Równowaga i technologia
W łagodzeniu emisji z rolnictwa pomocne może być włączenie innowacyjnych technik do metod produkcji, takich jak wychwytywanie metanu, monitorowanie upraw i używanie syntetycznych nawozów w mniejszej skali. Celem wielu gospodarek świata, w tym UE jest uczynienie rolnictwa bardziej ekologicznym, np. poprzez stosowanie zrównoważonych praktyk rolniczych (rolnictwo wertykalne, regeneracyjne, wertykalne) w połączeniu z niskoemisyjną technologią. W tym celu wykorzystuje się sztuczną inteligencję, m.in. robotykę. Popularność zdobywają też wielkoskalowe uprawy, które nie wymagają użycia gleby i nie są wodochłonne (np. hydroponika).
Przyciąganie nowych ludzi
Kwestią, która pozostaje priorytetowa dla rozwoju rolnictwa, są ludzie. Napływ nowych zaangażowanych i wykształconych w tym kierunku osób pozwala spojrzeć na przemysł pod innym kątem i odciążyć starszych rolników, ponieważ średni wiek rolnika wynosi obecnie ok. 60 lat. Obecnie brakuje jednak osób, które chciałyby zająć się na większą skalę tym sektorem gospodarki.

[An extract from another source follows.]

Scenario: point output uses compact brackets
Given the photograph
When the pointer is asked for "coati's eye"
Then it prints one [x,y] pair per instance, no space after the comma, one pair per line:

Równolegle eksperci branżowi przewidują, że przemysłowe gospodarstwa rolne odnotują wzrost i większe dochody w 2023 r., co może zmniejszyć szansę małych czy jednoosobowych firm na wybicie się. Mikro gospodarstwa stanowią jednak istotną alternatywę dla masowego rynku żywności.